Verified by SCS Global Services, the Yurok Tribe and Forest Carbon Partners improved forest management project avoided more than 800,000 metric tons of carbon dioxide equivalent emissions from 2012 to 2013, marking the first forestry offset credits from a native compliance project.

“The Yurok Tribe’s involvement in the first compliance-grade carbon offset project shows leadership to other land managers across the state,” said Dr. Robert J. Hrubes, executive vice president at SCS Global Services. “The tandem economic and ecological benefits demonstrate that these projects can help communities on a local level while combating climate change on a global level.”

Encompassing 7,660 acres of Douglas-Fir and mixed hardwood forest in the Klamath Mountains of Northern California, the Yurok’s Improved Forest Management project has been selling carbon offsets in the California Cap-and-Trade system – a market based regulation that is designed to reduce greenhouse gases from multiple sources. By registering the project, the Yurok Tribe has made a legal commitment to maintain current forest carbon stocks, while sustainably managing the forest.

As a significant revenue source for the Yurok Tribe, the project will protect the forest for future generations while supporting the tribe’s continued management of its ancestral homeland. Being managed for timber production since California’s Gold Rush, the region will continue to place an emphasis on conservation while participating in California’s carbon market. The project will additionally help reduce runoff that negatively impacts salmon populations.

“We have lost most of our old trees due to historical logging practices and whole ecosystems are barely functioning as a result,” said Thomas O’Rourke, Sr. chairman on the Yurok Tribe. “This forest carbon project enables the Tribe to help transition these 7,660 acres back into a tribally managed natural forest system where wildlife and cultural resources like tanoak acorns, huckleberry, and hundreds of medicinal plants will thrive.”

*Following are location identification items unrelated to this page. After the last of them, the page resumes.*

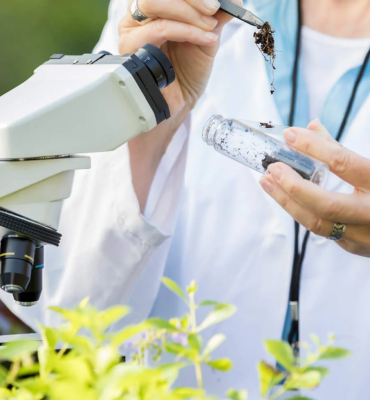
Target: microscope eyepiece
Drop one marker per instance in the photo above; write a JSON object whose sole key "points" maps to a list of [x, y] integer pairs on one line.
{"points": [[158, 64], [17, 259], [32, 294]]}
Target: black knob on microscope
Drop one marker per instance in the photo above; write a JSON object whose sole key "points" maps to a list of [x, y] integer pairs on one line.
{"points": [[17, 259], [32, 294]]}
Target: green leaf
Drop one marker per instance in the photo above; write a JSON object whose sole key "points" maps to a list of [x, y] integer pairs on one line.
{"points": [[213, 343], [170, 371], [195, 342], [222, 364], [128, 332], [185, 321], [192, 288], [158, 323], [269, 377], [72, 367], [307, 380], [282, 352], [3, 375], [16, 350], [219, 314], [179, 350], [187, 393], [49, 336], [237, 395], [331, 353], [323, 371], [170, 284], [113, 314]]}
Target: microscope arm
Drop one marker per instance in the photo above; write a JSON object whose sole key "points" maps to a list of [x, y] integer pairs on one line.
{"points": [[72, 105]]}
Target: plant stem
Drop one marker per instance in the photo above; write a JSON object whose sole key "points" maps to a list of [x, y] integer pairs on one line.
{"points": [[279, 393], [193, 320], [63, 350], [14, 369], [198, 373], [193, 328]]}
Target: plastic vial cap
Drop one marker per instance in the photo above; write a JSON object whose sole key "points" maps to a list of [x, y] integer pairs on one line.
{"points": [[210, 128]]}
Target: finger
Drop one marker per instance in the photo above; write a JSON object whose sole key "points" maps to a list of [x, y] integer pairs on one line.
{"points": [[161, 30], [311, 221], [337, 207], [175, 10], [358, 234], [344, 163], [319, 130], [223, 18]]}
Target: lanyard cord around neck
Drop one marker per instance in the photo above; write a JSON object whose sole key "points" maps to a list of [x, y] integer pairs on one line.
{"points": [[299, 255]]}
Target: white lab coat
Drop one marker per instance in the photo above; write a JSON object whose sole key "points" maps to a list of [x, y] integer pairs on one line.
{"points": [[220, 229]]}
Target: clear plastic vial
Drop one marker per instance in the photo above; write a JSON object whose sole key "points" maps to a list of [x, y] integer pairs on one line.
{"points": [[251, 144]]}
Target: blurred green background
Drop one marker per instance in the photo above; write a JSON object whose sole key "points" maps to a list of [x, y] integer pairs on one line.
{"points": [[32, 30]]}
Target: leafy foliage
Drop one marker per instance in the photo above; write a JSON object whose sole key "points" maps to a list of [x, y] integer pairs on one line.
{"points": [[88, 364]]}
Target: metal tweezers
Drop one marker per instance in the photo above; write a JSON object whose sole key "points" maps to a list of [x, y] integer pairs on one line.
{"points": [[240, 13]]}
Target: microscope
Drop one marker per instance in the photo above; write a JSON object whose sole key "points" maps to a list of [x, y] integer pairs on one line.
{"points": [[71, 105]]}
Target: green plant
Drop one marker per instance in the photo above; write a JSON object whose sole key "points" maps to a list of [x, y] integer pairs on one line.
{"points": [[88, 365]]}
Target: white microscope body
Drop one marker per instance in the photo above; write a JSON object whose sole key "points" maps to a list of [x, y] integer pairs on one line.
{"points": [[72, 105]]}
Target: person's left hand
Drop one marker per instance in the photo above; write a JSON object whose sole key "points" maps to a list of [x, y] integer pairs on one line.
{"points": [[316, 208]]}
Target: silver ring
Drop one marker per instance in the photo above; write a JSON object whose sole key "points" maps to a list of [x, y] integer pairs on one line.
{"points": [[136, 14], [338, 231]]}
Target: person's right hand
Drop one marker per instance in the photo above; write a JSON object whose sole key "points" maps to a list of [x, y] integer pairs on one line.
{"points": [[188, 32]]}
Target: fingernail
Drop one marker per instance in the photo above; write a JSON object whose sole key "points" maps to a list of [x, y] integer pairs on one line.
{"points": [[276, 171], [210, 21], [267, 185], [290, 136], [211, 36], [212, 5]]}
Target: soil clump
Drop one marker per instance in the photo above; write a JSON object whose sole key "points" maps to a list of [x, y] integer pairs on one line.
{"points": [[265, 42]]}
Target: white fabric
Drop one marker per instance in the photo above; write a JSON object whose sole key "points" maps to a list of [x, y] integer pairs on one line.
{"points": [[325, 59], [230, 236]]}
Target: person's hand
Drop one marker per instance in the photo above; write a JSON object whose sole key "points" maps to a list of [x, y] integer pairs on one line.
{"points": [[188, 32], [316, 208]]}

Manager of Carbon Investments and Policy at New Forests, LLC., Brian Shillinglaw says that with the successful registration of the Yurok Project, the state is demonstrating that rigorous compliance offset protocol can deliver financial and environmental benefits to forest landowners across the nation. Although the project was the first to be registered, six other forest carbon projects are currently under development.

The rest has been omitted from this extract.